Thank you all, and welcome lizditz and Diane to the conversation, which has been fairly dormant for a wee mite as things at the actual Casa LD have been way way busy of late (How much longer? Not much longer!).
More to add with more time, but I wanted also to pass along something from Lisa Walls, who wrote:
Emily’s gotten started:
End the Bullying http://endthebullying.wordpress.com/.
Wow. That puts the carpe in carpe diem.
Wow.
Here’s a piece by a friend, Keiko Lane, published yesterday in Oakland Local. It includes both compelling personal testimony, and an incredible list of resources at the end. Must reading:
Bullied to Death: A call to action for the rest of us
It’s interesting the mix of feelings that the It Gets Better project evokes. On the one hand, you think: great idea! On the other, you think: why should these kids have to wait four years before being treated with respect and dignity?
I agree completely that we need to ask what values our society, and especially our schools, are modeling. I think anti-bullying programs are all to the good, but when I see kids treating other kids like objects, rather than as full-fledged human beings, I think: you don’t have to look far, in K-12 schooling, for models of that kind of behavior. Much of the national debate about education is framed in exactly those terms: kids are a means to the goal of improving the gross national product and boosting our competitiveness in the global marketplace. Our job is not to engage them as partners in their own development, but to manipulate, trick, coerce, and punish them into doing what we think is best for us — er, I mean, for them. We give them little or no say in how they are treated, and discourage them from thinking critically about the institution they are confined to. We give them no outlet for their grievances against those institutions. We reduce their civil liberties to a minimum. We insist that they be quiet and obedient. In short, we push them around a lot — though we tell ourselves that it’s for their own good — and we can do it because they’re powerless to stop us. Is that a recipe for getting kids to treat each other with respect and dignity?
Intolerance and cruelty are almost universally seen as immutable features of childhood — something to be endured, but not avoided. Is it true? How is it that, as many of the videos point out, this type of cruelty greatly diminishes the minute the kids set foot on a college campus? Is it because an extra year has utterly transformed their characters? Or is it because they suddenly find themselves in a very different kind of institution?

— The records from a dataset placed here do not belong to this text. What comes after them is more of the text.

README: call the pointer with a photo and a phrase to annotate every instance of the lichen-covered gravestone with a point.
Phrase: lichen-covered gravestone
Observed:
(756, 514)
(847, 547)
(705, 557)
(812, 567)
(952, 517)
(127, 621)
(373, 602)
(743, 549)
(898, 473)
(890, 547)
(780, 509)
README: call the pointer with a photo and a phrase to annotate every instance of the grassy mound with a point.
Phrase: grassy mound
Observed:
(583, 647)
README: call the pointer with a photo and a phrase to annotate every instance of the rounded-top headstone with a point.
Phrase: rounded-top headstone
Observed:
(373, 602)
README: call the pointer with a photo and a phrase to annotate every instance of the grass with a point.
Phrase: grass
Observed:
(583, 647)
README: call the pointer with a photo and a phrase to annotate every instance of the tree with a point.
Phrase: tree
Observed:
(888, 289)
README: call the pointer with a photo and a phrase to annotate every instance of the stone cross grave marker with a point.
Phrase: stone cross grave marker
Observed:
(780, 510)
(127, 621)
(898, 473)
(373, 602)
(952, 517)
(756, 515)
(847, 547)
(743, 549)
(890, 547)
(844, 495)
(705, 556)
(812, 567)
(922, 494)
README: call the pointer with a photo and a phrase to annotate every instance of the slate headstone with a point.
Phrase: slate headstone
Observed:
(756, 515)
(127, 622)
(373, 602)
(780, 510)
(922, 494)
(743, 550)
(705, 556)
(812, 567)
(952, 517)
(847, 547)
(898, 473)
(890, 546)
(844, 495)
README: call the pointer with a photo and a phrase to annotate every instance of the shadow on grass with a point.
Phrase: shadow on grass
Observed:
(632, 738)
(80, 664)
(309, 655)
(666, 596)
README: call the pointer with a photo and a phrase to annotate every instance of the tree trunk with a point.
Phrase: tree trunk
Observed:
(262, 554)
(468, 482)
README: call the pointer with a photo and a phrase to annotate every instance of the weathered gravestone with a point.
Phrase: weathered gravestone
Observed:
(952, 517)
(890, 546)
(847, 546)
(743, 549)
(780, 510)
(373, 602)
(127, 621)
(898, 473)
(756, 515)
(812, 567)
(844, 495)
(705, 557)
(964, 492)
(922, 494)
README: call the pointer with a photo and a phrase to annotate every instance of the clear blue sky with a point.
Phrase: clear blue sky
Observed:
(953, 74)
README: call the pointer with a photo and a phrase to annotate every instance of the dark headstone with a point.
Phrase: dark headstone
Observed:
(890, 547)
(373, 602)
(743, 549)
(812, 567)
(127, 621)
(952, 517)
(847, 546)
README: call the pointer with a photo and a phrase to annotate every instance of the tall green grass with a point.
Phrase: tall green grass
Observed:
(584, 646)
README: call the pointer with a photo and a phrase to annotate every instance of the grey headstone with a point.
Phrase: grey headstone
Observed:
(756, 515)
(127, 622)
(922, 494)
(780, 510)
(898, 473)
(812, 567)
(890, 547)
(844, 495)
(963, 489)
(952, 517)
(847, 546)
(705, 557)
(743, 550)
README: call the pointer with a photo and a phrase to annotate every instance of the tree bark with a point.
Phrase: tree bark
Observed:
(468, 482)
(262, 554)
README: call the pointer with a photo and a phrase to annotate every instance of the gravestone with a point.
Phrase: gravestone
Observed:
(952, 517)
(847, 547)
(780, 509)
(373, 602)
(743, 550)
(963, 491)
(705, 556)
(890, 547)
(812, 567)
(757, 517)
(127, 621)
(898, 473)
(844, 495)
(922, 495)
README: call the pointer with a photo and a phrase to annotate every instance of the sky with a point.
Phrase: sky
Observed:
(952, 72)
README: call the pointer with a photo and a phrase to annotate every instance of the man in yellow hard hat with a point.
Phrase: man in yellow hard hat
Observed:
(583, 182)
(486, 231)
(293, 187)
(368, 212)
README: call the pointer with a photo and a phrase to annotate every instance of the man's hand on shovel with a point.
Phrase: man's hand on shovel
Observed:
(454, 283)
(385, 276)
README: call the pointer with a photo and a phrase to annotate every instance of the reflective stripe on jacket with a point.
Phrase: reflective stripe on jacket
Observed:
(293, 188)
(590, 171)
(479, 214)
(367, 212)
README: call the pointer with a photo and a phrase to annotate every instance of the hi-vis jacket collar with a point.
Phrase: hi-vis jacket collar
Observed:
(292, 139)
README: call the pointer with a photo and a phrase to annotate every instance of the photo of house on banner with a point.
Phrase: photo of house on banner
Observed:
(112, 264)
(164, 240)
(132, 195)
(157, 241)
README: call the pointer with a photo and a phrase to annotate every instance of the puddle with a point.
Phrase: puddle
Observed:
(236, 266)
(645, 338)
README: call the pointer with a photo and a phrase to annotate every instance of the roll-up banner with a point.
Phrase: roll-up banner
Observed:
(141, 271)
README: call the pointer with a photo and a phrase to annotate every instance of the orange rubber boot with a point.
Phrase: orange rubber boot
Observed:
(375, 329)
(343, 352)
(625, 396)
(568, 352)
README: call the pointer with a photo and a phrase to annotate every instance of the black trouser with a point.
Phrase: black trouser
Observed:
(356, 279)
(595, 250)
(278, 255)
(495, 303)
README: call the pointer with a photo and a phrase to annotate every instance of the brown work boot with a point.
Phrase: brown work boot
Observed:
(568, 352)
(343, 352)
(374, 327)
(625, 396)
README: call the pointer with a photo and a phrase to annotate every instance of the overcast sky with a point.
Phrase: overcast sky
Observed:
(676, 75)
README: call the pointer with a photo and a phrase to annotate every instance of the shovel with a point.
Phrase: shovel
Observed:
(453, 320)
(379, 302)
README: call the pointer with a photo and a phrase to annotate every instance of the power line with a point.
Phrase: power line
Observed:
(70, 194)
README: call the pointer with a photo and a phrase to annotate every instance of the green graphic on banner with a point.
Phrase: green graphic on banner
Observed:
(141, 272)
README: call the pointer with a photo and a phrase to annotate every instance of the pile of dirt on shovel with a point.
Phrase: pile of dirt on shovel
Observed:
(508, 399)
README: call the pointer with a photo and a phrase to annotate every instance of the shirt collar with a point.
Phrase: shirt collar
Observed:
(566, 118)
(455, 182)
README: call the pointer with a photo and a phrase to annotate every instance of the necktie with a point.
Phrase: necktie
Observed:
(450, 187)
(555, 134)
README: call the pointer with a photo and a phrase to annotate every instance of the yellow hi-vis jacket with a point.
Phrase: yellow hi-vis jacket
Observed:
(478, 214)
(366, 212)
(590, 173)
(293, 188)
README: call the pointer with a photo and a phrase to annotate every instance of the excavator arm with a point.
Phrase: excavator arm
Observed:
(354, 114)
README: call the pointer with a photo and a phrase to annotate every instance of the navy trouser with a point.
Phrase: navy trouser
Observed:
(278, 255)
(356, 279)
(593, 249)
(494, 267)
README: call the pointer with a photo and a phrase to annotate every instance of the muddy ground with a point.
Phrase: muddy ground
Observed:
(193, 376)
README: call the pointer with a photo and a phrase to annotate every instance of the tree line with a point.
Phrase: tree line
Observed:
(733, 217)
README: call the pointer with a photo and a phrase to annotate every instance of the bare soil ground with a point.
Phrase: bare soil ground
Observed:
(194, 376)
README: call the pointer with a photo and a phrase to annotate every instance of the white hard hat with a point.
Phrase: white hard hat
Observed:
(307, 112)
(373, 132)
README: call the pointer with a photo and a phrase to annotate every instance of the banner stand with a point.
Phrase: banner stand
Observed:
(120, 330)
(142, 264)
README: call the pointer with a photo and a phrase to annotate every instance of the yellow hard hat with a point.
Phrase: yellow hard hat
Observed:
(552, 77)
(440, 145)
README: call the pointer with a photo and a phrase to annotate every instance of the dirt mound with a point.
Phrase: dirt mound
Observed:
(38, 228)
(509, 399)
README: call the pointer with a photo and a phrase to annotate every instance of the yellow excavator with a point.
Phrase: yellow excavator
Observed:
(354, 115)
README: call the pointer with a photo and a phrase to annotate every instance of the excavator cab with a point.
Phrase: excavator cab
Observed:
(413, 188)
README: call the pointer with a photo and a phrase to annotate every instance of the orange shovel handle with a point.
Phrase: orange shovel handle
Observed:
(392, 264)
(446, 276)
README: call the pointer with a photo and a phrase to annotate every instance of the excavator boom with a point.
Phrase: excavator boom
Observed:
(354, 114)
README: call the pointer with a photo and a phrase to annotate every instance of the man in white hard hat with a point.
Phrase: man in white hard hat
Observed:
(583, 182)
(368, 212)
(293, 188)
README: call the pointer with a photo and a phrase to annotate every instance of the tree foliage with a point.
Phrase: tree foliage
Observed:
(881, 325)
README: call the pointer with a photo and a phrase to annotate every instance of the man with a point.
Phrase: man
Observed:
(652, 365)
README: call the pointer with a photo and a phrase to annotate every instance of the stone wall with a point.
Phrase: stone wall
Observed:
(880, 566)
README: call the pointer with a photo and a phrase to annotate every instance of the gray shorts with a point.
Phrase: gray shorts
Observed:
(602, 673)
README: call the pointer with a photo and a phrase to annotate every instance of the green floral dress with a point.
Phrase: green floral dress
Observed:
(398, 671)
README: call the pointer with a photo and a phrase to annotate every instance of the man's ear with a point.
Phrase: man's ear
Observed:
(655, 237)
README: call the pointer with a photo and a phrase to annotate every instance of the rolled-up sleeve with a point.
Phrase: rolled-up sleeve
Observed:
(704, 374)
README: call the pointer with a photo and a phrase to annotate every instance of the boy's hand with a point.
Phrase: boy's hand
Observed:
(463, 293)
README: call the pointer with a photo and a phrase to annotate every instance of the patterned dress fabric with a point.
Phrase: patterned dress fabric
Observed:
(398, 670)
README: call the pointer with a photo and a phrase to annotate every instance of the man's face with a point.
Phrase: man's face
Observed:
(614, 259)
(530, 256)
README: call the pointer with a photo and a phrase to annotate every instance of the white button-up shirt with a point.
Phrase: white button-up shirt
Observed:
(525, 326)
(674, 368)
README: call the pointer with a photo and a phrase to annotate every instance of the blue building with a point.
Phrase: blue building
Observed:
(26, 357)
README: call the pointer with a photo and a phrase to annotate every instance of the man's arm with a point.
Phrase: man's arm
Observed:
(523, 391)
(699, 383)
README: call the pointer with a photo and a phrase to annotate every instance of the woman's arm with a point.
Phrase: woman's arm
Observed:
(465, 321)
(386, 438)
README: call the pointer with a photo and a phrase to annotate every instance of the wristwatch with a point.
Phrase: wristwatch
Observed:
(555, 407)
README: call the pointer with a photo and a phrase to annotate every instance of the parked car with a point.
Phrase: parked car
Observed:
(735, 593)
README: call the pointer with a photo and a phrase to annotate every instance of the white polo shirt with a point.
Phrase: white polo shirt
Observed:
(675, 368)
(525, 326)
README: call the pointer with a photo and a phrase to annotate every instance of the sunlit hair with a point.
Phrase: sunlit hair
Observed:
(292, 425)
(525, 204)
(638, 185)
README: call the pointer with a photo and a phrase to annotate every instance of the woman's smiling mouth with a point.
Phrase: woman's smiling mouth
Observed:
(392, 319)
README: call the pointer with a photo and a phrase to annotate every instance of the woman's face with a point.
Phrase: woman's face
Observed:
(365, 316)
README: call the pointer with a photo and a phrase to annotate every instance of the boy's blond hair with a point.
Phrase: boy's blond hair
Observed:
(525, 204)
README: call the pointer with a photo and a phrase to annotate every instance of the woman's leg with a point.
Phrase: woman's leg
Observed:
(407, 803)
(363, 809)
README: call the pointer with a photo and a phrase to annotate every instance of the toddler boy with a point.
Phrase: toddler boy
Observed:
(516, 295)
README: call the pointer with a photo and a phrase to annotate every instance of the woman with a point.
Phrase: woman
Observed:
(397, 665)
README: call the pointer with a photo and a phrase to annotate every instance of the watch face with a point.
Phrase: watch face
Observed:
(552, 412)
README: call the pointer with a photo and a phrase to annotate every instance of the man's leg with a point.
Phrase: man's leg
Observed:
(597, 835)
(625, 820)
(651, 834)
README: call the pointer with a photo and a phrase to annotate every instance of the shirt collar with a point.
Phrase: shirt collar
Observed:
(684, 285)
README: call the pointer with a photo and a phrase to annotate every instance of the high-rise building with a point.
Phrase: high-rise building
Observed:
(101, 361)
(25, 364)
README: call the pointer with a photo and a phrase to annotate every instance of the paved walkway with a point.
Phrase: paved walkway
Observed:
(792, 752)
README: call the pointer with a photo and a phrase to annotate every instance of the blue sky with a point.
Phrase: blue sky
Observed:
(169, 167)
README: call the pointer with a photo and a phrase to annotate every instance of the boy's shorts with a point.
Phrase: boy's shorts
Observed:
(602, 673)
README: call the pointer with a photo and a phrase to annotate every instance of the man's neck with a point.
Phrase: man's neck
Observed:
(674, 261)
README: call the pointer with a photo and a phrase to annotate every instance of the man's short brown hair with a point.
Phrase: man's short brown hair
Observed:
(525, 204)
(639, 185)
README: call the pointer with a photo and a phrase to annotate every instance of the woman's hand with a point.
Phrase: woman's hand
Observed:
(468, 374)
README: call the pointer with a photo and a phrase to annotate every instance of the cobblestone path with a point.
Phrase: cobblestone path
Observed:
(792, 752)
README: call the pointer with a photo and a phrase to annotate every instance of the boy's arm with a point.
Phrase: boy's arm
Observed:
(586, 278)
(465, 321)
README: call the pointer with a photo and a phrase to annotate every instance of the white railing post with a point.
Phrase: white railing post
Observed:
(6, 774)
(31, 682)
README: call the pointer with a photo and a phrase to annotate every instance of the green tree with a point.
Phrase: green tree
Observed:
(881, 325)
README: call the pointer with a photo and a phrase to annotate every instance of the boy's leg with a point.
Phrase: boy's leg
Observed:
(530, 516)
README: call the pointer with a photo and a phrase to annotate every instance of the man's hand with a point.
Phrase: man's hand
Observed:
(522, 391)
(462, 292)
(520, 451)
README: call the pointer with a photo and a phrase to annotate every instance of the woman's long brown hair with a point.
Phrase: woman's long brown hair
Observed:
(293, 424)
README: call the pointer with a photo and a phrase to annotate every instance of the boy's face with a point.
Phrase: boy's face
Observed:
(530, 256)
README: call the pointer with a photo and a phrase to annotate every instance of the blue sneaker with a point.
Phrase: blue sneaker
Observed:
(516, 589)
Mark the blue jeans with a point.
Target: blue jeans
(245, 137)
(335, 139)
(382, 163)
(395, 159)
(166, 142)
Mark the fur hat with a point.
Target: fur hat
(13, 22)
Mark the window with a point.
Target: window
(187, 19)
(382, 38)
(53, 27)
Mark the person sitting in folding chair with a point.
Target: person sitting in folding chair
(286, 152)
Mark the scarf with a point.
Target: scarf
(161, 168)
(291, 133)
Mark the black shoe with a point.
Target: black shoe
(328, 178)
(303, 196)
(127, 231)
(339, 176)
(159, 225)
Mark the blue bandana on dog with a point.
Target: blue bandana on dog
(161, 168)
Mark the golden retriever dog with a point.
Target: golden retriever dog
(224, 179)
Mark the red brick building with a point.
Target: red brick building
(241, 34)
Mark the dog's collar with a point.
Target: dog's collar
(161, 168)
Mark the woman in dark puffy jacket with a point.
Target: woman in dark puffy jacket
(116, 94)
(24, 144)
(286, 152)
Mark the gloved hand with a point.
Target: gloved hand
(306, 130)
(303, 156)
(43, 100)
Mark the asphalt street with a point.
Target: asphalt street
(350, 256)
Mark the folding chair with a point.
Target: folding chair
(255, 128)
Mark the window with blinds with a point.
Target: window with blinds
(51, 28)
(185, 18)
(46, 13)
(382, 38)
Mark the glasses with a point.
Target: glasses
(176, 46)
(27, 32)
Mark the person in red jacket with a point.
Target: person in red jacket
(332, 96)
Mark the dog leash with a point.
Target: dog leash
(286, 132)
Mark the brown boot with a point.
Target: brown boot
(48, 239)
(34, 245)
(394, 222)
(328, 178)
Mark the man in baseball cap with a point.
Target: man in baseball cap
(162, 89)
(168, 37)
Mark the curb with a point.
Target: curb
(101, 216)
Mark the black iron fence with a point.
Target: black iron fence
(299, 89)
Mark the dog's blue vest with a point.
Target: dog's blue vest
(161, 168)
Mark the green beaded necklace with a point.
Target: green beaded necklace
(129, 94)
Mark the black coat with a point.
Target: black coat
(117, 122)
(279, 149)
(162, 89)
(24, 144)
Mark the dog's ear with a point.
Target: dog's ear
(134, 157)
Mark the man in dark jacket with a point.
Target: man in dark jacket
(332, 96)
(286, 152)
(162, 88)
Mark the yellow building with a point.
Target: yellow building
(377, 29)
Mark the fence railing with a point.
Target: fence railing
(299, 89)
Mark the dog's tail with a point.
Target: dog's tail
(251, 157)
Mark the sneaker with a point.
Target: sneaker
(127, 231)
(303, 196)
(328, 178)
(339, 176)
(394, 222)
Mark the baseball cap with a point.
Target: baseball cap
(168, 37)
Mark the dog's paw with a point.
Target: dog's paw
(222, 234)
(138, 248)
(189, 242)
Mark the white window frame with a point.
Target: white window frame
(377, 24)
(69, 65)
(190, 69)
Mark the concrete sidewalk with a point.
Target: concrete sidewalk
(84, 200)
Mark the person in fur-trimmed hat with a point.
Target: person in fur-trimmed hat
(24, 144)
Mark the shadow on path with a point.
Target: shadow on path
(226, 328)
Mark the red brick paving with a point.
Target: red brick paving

Most of these thoughts are taken from a post I wrote earlier this week for my own blog (which is here). I stumbled across your blog last week while surfing progressive parenting sites. When I see parents raising their young children in progressive ways, I always wonder: how will they react when their kids get to school? There seems to be so much progressive parenting going on — at least through age 5 — but so little progressive schooling. I’m always curious how those parents confront that reality — as you say, short of homeschooling or private alternative schools, which aren’t options for everybody.
Yay! I found my login!
I think this would make a perfect piece for Joanne Bamberger/PunditMom’s book Mothers of Intention. Pretty please would you talk with her about it? I sent her a link without asking you, although I am at least telling you. I hope that’s ok. 🙂
Youbetcha, friend. So much to be said/ thought/ felt/ done about all this. I’m a wee ant, but a caring one alongside many others. I’d love to help keep the conversation moving and spreading. Off I go now to check out her book project.